My view may not be what people want to hear, but I think Silicon Valley is still significantly ahead as a source of development, innovation, and talent globally. I travelled earlier this year with some of our board to Silicon Valley, and I was just blown away. It is a concentration of capital, experience, education—Stanford of course—success stories like Apple in Cupertino. And what really struck me was the intensity of the workforce there. It is not like Miami, London, or New York with distractions. People are there to work, to break barriers. There is a fizz in the air when you meet people. 

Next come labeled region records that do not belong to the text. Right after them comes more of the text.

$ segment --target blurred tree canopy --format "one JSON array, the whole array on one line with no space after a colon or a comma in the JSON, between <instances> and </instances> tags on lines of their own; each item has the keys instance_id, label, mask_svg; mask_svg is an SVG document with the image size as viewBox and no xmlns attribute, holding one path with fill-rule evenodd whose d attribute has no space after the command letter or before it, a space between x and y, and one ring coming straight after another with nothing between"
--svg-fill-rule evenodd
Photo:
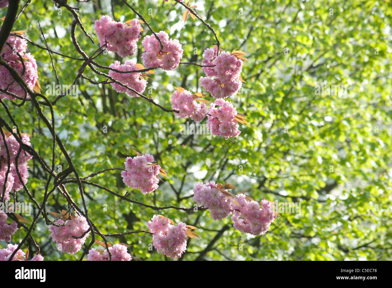
<instances>
[{"instance_id":1,"label":"blurred tree canopy","mask_svg":"<svg viewBox=\"0 0 392 288\"><path fill-rule=\"evenodd\" d=\"M185 9L174 1L128 2L155 31L165 31L180 41L183 62L201 64L204 49L216 43L200 20L189 17L184 24ZM94 29L96 19L103 15L122 22L137 18L120 0L68 4L79 8L81 21L95 42L77 27L78 42L89 55L99 48ZM240 135L228 140L181 134L180 125L187 120L140 98L118 93L110 84L94 85L80 78L78 97L63 97L54 106L56 131L79 175L123 168L125 158L135 156L133 149L153 155L167 173L169 178L163 179L158 190L143 195L129 188L118 170L94 176L94 182L147 205L190 208L195 203L194 184L213 180L232 184L237 187L233 192L243 192L258 201L265 197L276 203L300 203L300 213L278 211L281 217L269 231L254 236L235 230L230 217L213 220L208 210L156 211L84 185L91 220L105 234L148 230L147 221L154 214L194 225L201 239L188 239L180 260L391 260L390 6L374 0L197 0L190 5L198 6L198 15L215 30L223 49L247 53L249 61L241 73L246 82L236 98L227 100L245 115L250 126L240 125ZM6 10L0 11L2 16ZM70 34L73 19L69 11L56 7L53 2L33 1L13 31L28 30L24 36L45 46L39 21L51 49L79 58ZM142 40L151 34L145 30ZM56 82L51 59L47 52L28 47L37 60L43 94L45 86ZM141 41L138 47L131 58L142 63ZM80 62L53 56L60 83L71 85ZM125 59L109 52L95 60L107 66L115 60L123 63ZM204 73L197 66L181 65L172 71L154 72L144 94L165 108L171 109L174 87L206 93L199 81ZM84 73L96 81L105 80L88 68ZM328 85L347 92L328 91ZM325 90L318 92L322 85ZM48 96L51 101L56 97ZM209 94L206 98L213 101ZM20 131L33 135L32 147L50 165L53 138L33 104L18 107L4 101ZM42 110L50 119L49 109ZM0 114L7 119L2 106ZM67 161L58 147L55 153L56 169L59 165L65 169ZM36 159L29 163L27 186L42 202L48 175ZM82 206L78 185L65 185ZM29 201L23 189L18 197ZM68 210L64 196L57 191L47 206L50 211ZM36 212L35 208L26 218L31 221ZM20 229L12 242L20 243L25 234ZM82 255L82 251L68 254L59 251L42 217L32 235L45 260L77 260ZM152 243L149 234L108 240L131 245L129 250L135 260L171 260L149 250ZM1 242L0 248L6 245Z\"/></svg>"}]
</instances>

I do think there is a job for Europe. Scandinavia, particularly Sweden, has historically been a great source of innovation. They invest more in R&D relative to GDP than any other continental European country, I believe. London is also recognised as a hotspot for AI talent—DeepMind came out of London, and even Mustafa, Microsoft’s Chief AI Officer, is a Brit. So there is incredible capability, but it does not feel the same as Silicon Valley. I think it comes down to capital availability, venture capital especially. That gets into broader economic, taxation, and fiscal policy challenges. Capital is more available in North America, and that is something Europe needs to fix. 

As you travel various places and hear various perspectives on staying agile in the fast-moving tech space, what leadership advice do you think is especially powerful in 2025?

It is basic—be willing to disrupt everything. We have issued internal guidance I often share with other CEOs: challenge your own model. We have frozen hiring except for billable, revenue-driving roles. But teams can spend freely on new AI capabilities. Everyone at IFS has access to AI tools and support to get onboard. We are deliberately slowing headcount growth in favor of AI investment.

Also: use the tools yourself. Leaders have to walk the talk. I have seen the lightbulb moments in my team when they do. Mine happened on a delayed flight in Vietnam. I had never heard of VietJet, so I asked AI about the airline—20 planes, expanding rapidly, opening a facility in Laos. Then I asked for the email of their head of technical ops and had the AI draft a message: I am CEO of a world-class MRO provider, love what you are doing, would like a chat. I got a reply the next day and a meeting was set. That took 15 minutes. Normally, this cycle would have taken weeks. Now I use Grok 4, Perplexity, OpenAI, Claude—everything. I switch tools depending on the job, constantly learning. That is the skill. There is no substitute.